If you’ve been trying to get your finances in order but a paper-and-pencil-drafted budget or that endless Google Doc just isn’t doing the trick, there are plenty of ways to easily plan and save for the future with your phone and tablet.
Here are five budgeting and banking apps that basically do all the work for you.
Use it for: Budgeting
Mint is the OG budgeting app, but PocketGuard is a satisfying alternative. It’s easy to sign up for, and neatly lays out all of your transactions and bill payments in multiple formats. I was able to set up monthly savings goals and spending limits for certain categories like restaurants and entertainment, and add notes to payments to further detail transactions, which I found especially helpful to bundle spending on my recent move. This feature would likely be very helpful for big events like a vacation or wedding.
Price: $2.99 per month after a 100 day free trial
Use it for: Automated savings
Digit is the one personal finance app I use every single day. Here’s how it works: You connect to one bank account, and the app analyzes your earning and spending habits. Based on those habits, it then puts aside money in an FDIC-insured bank account for you, that you can access and withdraw money from at any time. I like how easy it is to “communicate” with Digit (you can text the bot or open the app at any time to see how you’re doing), and it’s super simple to set up different savings goals. You earn 1% annual on your Digit savings, paid out every three months, and it has a no-overdraft guarantee. Plus, I get a text every morning that tells me my checking account balance, which is admittedly stressful at times, but a great feature.
Watch out for the monthly fee, which isn’t as obviously displayed as it should be and sent users into revolt earlier this year, and the in-app advertisements.
Use it for: An alternative to Digit
If you don’t want to pay Digit’s $2.99 monthly fee, consider Chime. The catch here is that Chime is an actual bank account: You can open a checking (they call it “Spending”) account, and the bank will send you a Visa debit card and set up a savings account for you. The feature here I like is “Save When I Spend,” which is a lot like Digit: After you purchase something, the app will round the transaction up to the nearest dollar amount and transfer that money to the savings account. Save When I Get Paid is another great automated feature, which saves 10% of each paycheck that is deposited into your checking account.
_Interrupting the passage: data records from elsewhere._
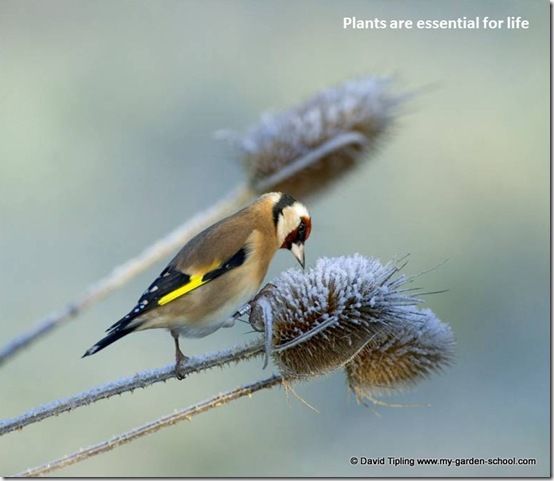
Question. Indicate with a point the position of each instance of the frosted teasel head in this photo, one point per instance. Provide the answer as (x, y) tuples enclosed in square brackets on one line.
[(317, 321), (306, 148), (395, 360)]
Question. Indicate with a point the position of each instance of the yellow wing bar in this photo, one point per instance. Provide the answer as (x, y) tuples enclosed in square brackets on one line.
[(194, 282)]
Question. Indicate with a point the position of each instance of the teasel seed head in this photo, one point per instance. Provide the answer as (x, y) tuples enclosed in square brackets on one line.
[(317, 321), (305, 149), (395, 360)]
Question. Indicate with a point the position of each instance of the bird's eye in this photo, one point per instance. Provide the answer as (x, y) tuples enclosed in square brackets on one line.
[(302, 230)]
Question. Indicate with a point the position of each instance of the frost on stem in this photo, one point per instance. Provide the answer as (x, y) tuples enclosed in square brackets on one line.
[(304, 149), (321, 319)]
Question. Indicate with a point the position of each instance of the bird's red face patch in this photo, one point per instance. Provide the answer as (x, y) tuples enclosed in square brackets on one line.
[(300, 234)]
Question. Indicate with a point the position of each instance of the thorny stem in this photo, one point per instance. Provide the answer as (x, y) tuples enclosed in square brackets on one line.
[(152, 427), (336, 143), (139, 380), (126, 271)]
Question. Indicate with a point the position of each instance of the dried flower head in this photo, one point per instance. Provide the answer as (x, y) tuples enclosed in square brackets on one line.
[(316, 321), (302, 150), (393, 360)]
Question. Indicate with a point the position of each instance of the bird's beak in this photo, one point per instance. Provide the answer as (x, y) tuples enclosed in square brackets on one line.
[(297, 250)]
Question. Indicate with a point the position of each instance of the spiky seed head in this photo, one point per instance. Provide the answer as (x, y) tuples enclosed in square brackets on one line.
[(304, 149), (320, 319), (396, 359)]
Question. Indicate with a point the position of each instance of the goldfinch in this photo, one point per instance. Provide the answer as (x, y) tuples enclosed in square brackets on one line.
[(216, 271)]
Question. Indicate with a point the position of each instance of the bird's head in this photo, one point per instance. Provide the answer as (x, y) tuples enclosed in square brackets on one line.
[(293, 225)]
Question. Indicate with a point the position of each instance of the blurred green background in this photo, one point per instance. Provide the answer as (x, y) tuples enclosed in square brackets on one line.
[(106, 143)]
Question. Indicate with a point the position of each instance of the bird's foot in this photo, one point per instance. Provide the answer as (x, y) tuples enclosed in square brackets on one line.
[(180, 358)]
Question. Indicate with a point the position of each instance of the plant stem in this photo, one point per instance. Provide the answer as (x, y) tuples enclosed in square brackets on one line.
[(152, 427), (139, 380)]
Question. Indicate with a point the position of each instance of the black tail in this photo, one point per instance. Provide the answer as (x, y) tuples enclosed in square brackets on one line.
[(106, 341)]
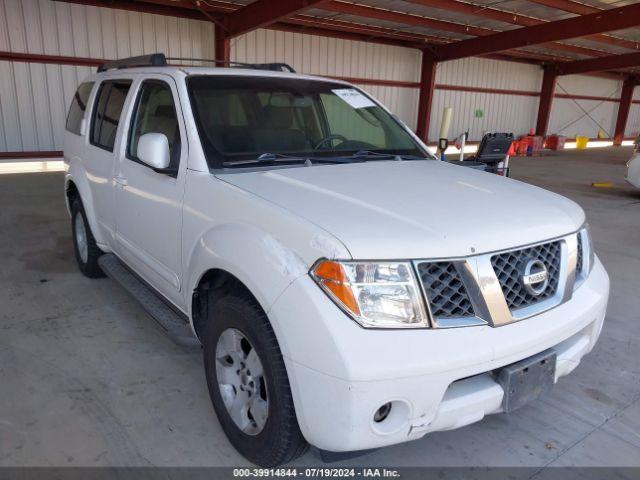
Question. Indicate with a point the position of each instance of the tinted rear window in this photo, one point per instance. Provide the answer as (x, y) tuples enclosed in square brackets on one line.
[(106, 117), (78, 107)]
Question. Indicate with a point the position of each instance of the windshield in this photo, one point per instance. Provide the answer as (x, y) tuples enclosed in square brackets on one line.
[(243, 118)]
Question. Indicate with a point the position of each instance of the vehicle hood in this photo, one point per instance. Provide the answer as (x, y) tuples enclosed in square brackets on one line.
[(415, 209)]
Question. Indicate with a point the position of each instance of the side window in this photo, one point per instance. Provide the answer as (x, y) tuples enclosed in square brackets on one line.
[(78, 107), (106, 116), (155, 113)]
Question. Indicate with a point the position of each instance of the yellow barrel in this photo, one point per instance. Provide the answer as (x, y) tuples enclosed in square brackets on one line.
[(581, 142)]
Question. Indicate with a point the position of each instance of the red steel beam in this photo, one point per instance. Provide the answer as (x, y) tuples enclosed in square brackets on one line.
[(625, 60), (582, 9), (517, 19), (626, 97), (265, 12), (403, 18), (426, 22), (546, 100), (427, 86), (604, 21)]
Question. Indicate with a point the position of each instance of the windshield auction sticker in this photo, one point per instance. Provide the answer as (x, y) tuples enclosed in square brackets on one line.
[(353, 98)]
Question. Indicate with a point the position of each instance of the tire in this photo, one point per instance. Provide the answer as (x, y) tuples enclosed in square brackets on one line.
[(270, 442), (84, 245)]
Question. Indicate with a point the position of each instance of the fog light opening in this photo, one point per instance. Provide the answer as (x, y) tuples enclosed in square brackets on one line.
[(382, 413)]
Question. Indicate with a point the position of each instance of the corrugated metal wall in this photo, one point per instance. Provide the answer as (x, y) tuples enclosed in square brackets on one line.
[(481, 112), (573, 117), (34, 98), (633, 123), (340, 58)]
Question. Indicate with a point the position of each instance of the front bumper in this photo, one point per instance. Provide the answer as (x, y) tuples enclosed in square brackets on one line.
[(440, 379)]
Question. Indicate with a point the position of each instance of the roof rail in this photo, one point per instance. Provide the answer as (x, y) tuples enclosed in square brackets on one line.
[(274, 66), (153, 60), (159, 60)]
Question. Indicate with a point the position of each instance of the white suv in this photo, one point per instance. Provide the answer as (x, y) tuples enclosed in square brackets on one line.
[(349, 290)]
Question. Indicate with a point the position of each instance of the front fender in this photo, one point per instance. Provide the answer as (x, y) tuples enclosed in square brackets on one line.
[(258, 259), (75, 174)]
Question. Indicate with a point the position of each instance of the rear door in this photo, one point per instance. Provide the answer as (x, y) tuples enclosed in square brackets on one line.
[(149, 201), (103, 141)]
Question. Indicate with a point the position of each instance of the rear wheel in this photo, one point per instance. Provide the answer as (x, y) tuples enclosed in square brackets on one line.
[(248, 383), (86, 250)]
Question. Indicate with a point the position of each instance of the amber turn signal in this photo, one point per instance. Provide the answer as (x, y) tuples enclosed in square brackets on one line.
[(332, 277)]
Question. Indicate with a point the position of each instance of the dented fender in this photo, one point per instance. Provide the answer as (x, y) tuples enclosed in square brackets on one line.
[(259, 260), (75, 174)]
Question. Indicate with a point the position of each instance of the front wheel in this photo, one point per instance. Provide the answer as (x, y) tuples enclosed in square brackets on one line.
[(86, 250), (248, 383)]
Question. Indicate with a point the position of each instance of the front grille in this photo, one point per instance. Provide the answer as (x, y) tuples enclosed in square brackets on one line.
[(509, 266), (445, 291)]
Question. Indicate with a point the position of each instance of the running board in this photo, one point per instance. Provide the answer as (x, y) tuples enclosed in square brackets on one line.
[(172, 323)]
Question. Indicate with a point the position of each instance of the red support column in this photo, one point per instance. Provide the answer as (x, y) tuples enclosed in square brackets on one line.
[(222, 47), (623, 109), (427, 86), (546, 99)]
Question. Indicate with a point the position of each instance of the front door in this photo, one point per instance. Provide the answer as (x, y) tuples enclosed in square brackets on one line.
[(149, 201)]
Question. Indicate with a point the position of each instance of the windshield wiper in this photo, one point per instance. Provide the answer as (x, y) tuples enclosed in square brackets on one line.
[(370, 154), (268, 158)]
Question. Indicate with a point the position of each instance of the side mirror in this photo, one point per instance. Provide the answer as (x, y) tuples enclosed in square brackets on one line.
[(153, 150)]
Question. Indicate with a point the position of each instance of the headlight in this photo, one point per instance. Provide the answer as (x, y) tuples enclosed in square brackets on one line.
[(588, 254), (376, 295)]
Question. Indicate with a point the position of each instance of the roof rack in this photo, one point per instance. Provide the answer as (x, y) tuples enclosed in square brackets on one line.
[(153, 60), (273, 66), (160, 60)]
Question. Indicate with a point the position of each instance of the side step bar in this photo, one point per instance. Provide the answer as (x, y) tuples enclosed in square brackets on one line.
[(176, 326)]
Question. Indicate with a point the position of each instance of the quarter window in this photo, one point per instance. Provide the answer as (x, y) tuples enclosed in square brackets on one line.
[(78, 107), (155, 113), (106, 117)]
Other perks: There are no overdraft fees, account minimums, or monthly fees. It also gives you fee-free access to the MoneyPass ATM network, which has over 25,000 ATMs nationwide.
Keep in mind: Chime is a bank account, so if you prefer to visit your bank in-person, this isn’t for you.
Available on: iOS
Use it for: Credit monitoring, canceling subscriptions
Clarity Money is another nicely designed budgeting app that makes routine financial tasks easy to execute. Similarly to Digit and Chime, you can also set up automated savings for certain goals.
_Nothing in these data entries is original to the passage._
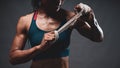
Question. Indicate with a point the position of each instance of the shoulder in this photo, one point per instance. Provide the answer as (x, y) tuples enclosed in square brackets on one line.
[(24, 22), (69, 14)]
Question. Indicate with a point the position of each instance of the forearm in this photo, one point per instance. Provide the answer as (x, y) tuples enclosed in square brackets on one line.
[(93, 30), (22, 56)]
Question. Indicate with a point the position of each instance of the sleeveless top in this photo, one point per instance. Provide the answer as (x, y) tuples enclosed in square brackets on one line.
[(58, 49)]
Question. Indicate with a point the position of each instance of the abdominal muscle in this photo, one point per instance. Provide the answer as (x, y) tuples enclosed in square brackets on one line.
[(51, 63)]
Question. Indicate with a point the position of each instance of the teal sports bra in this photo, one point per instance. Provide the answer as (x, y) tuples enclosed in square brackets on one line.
[(59, 49)]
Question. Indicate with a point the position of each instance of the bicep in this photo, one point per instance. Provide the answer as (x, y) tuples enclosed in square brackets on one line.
[(20, 37)]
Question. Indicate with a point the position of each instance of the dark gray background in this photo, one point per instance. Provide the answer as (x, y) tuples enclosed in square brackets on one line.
[(84, 53)]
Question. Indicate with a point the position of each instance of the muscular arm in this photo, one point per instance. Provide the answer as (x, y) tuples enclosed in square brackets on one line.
[(89, 27), (17, 54)]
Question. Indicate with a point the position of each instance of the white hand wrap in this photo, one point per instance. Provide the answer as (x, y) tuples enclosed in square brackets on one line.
[(84, 7)]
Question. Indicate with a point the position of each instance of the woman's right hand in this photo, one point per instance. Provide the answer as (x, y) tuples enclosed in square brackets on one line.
[(47, 39)]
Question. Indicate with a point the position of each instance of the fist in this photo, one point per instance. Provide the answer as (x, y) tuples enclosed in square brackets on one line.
[(82, 7)]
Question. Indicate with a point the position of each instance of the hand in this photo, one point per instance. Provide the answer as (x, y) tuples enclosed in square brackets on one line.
[(87, 13)]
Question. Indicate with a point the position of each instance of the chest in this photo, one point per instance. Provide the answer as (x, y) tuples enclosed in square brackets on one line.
[(47, 24)]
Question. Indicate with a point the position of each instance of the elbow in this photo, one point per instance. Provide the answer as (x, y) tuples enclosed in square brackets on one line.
[(98, 38), (13, 59)]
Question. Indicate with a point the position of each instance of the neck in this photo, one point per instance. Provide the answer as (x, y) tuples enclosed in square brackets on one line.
[(45, 13)]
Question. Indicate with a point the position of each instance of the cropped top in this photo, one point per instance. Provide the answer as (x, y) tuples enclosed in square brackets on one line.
[(58, 49)]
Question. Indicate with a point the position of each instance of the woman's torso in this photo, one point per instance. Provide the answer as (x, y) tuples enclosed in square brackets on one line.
[(60, 62)]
One feature I especially like is that it lays out all of your recurring subscriptions, like Netflix or a news site, and tells you how to cancel them in the app (particularly useful if you forgot that you’re paying $2.99 per month for an app you no longer use). It also monitors your credit accounts for activity (it provides your Experian credit report), which is especially important in light of the recent Equifax breach.
Use it for: Raising your credit score
If you’re trying to build up your credit score, the Credit Karma app is an indispensable tool. Not only does it tell you your TransUnion and Equifax credit scores (and where you fall on the credit spectrum), it also gives you recommendations to raise your score. You can request your full Transunion credit report in-app, view (and dispute) derogatory marks on your account, such as collections, and see a breakdown of how much of your credit you’re using. Plus, it’s free.
One thing to note: Credit Karma shares your information with Transunion and Equifax — so if you’re nervous about giving out your info to these agencies in light of Equifax’s data breach, that’s something to consider.